The resolvent of a matrix $M$ is defined as $$R_M(z)=(z-M)^{-1}.$$ The spectrum of $M$ can then be defined as the set of points $\lambda$ for which $R_M(\lambda)$ is singular. Since all the eigenvalues of a Hermitian matrix are real, and all elements of the spectrum of a matrix are eigenvalues of that matrix, it follows that all elements of the spectrum of a Hermitian matrix are real.
This is great, but I'm interested in the generalization to the operator case. Consider a Hermitian operator $H$ whose resolvent is $$R_H(z)=(z-H)^{-1}$$ and which has a spectrum defined by the singularities of $R_H(z)$. All the eigenvalues of $H$ must be real due to the hermiticity of $H$. However, my understanding is that there can be elements of the spectrum of an operator which are not eigenvalues of that operator. Can a Hermitian operator have elements of its spectrum which are outside of the set of eigenvalues, and can these eigenvalues be complex?

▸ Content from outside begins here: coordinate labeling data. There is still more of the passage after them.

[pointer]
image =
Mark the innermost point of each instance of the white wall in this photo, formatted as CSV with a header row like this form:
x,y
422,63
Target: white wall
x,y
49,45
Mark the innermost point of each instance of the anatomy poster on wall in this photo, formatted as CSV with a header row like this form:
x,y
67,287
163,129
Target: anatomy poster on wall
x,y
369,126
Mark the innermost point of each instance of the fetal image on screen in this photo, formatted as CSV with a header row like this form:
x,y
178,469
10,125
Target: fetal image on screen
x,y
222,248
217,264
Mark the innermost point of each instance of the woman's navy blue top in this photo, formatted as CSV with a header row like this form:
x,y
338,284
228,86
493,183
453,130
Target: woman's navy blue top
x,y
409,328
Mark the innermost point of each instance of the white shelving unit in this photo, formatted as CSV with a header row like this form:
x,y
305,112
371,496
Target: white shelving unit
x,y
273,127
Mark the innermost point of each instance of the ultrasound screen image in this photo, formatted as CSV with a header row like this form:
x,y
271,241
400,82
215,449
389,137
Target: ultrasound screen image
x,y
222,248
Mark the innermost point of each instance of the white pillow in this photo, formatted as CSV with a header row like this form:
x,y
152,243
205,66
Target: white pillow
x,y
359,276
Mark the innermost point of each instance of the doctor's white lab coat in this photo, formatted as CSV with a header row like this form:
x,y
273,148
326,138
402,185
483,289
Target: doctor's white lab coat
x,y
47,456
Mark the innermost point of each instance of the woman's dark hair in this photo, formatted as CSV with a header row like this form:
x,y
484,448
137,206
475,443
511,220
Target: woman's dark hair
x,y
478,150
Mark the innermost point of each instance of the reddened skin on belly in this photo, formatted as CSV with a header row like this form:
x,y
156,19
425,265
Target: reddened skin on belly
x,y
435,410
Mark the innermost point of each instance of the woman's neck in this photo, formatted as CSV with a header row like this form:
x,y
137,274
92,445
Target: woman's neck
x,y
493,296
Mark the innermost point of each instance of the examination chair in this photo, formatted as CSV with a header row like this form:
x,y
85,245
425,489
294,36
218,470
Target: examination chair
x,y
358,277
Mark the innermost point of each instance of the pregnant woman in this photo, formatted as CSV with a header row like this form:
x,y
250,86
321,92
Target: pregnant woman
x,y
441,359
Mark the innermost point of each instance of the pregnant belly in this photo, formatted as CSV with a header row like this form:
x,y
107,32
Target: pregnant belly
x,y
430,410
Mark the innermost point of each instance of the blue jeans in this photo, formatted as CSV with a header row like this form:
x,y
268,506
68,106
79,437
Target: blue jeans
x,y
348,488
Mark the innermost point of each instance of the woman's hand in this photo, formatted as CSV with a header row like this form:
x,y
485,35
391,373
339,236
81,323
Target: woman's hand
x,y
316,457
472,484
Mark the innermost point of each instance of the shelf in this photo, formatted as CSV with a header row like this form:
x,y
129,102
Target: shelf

If a Hermitian operator has an eigenvalue $\lambda$, then it must be real because of the standard argument involving $Hx=\lambda x$ for some $x\ne 0$: $$ \lambda\|x\|^2=\langle \lambda x,x\rangle=\langle Hx,x\rangle = \langle x,Hx\rangle=\langle x,\lambda x\rangle=\overline{\lambda}\|x\|^2. $$ Any $\lambda$ in the spectrum of $H$ must be real; if such $\lambda$ is not an eigenvalue, then it is an approximate eigenvalue, meaning that there is a sequence of unit vectors $\{ x_n \}$ such that $\|(H-\lambda I)x_n\|\rightarrow 0$ as $n\rightarrow\infty$.